Sounding the alarm against climate change in Mozambique


The high-pitched sound of alarm sirens interrupts morning lessons at the community school in Xai-Xai, southern Mozambique. Students quickly but calmly evacuate their classrooms and are shepherded to safety by teachers wearing bright florescent vests.  

The youngsters hold on to the shoulders of the child in front, forming an orderly file heading for the safety of higher ground. Officials from the National Institute for Disaster Management hand out water bottles as the students listen carefully to emergency instructions. Today it’s a drill - but next time it could save their lives. 

Many of the children are too young to remember the last time Xai-Xai and the surrounding province of Gaza was devastated by floods. In 2013, the Oliphants and Limpopo rivers burst their banks after heavy rain, and many residents became climate refugees overnight. Bridges were washed away and the town was completely cut off. More than 100 people died and 200,000 made homeless.

“When it rains the water accumulates, and it has to find a way out,” says Chiduache Aderito Orjecuimica, a hydraulic engineer working with the local community. “If the rain keeps falling, it has to break through, and when it breaks, it causes enormous craters. That’s the beginning of erosion. So if we prepare for it, we can avoid the worst impacts. It’s one way of mitigating and adapting to climate change.” 
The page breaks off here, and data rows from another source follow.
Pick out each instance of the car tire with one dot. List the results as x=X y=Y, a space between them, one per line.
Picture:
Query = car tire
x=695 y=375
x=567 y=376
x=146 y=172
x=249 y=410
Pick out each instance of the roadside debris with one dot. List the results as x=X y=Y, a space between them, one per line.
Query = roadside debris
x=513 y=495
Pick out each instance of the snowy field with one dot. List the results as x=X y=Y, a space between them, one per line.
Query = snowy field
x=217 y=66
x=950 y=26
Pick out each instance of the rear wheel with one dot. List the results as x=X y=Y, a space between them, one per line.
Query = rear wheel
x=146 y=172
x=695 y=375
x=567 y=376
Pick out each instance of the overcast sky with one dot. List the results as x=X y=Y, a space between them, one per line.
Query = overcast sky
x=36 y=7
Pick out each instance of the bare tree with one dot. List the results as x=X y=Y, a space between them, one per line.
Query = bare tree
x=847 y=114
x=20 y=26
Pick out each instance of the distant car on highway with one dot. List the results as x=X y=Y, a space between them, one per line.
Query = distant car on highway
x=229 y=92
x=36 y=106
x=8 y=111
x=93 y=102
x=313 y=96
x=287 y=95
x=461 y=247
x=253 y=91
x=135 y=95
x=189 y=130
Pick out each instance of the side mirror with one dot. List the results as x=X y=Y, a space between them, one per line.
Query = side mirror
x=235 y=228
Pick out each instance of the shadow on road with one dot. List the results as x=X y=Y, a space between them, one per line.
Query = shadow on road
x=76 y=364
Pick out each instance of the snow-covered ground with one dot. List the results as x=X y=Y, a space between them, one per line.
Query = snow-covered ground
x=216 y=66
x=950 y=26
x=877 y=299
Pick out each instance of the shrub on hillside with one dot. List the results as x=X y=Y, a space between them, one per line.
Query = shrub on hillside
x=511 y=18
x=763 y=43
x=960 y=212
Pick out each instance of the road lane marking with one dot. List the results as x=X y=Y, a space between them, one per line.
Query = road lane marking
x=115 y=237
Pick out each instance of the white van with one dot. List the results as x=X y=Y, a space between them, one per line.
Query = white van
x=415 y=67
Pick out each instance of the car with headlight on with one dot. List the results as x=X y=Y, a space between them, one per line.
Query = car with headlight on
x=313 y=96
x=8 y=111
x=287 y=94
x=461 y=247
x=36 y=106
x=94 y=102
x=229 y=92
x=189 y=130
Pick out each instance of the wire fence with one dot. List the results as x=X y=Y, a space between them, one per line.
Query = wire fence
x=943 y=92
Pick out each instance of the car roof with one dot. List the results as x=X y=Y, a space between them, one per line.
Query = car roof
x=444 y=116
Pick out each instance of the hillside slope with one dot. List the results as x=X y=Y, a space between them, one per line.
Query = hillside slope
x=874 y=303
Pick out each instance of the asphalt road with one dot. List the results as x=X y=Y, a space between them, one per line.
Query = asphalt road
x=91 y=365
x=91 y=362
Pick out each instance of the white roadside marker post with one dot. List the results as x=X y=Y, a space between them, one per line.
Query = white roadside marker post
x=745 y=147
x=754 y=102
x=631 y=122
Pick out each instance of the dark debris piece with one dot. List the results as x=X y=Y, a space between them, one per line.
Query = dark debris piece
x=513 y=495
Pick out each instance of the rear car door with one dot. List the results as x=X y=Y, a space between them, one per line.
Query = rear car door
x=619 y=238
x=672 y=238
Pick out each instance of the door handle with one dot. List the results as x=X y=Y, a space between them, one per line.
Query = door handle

“To be honest, the community doesn’t know much about climate change,” says Chiduache. “I tell them climate change starts from me, it starts from you. But if you take the right actions using the right methods then you can adapt to climate change.”

Further north in the coastal province of Nampula, many homes are not solid enough to withstand violent rainfall and flooding. Residents are being trained how to build using concrete and stone blocks instead of the traditional wooden construction. 

“The main objective is to teach the community to build houses that can withstand heavy rains or strong winds, so they can continue to live in them,” says Ramiro Domingos, a planning and infrastructure technician. “The objective is to reduce the vulnerability of the community.” 

The new houses have been allocated to vulnerable members of the community. “I feel great,” comments Julia Fransisco, an elderly resident of Mutucute. “I don’t get wet. It’s different from my previous house, I haven’t been flooded since I got here.” 

The EU’s flagship climate change programme GCCA+ is focusing on building local climate change resilience through Mozambique’s National Sector Support Programme (PASA), part of the government’s five year plan to tackle climate change. The current phase, which runs until 2022, follows a successful €4.7 million programme which included the development of Local Adaptation Plans. 

Paradoxically, Mozambique suffers both from too much and too little water - often in the same regions. The early flood warning system in Xai-Xai was installed after a series of intense tropical storms, but elsewhere it’s drought that is the problem - and that needs a different approach. 



200 km north of Xai-Xai, Farmer Balbina Josenacie sits with a group of other women listening to a talk on growing drought-resistant crops such as cassava and sweet potato. After the training, they head to the fields for a practical session. “Sweet potatoes are drought resistant, they can survive without water for long periods, says Balbina, from Cocoluane in Imhambane province. “We were given the seeds and the help of an expert. The expert explained how best to plant the crop. Now we are less impacted by drought and the yields have improved.” 

Drought is also a major concern for farmers in Gaza, despite the frequent flooding from the Limpopo river which runs through the province. As part of the Local Adaptation Plan, the village of Chitsuluine has installed two solar-powered water tanks for drinking and irrigation which serve more than 1300 people.  

“Whenever the community got together for meetings, the complaints were always about the lack of water,” says village leader Efrainme Anslmocossa. “So we built two tanks. Everyone was involved - residents, children, teachers, livestock farmers. I really think it brings people together, it creates a sense of unity among them.”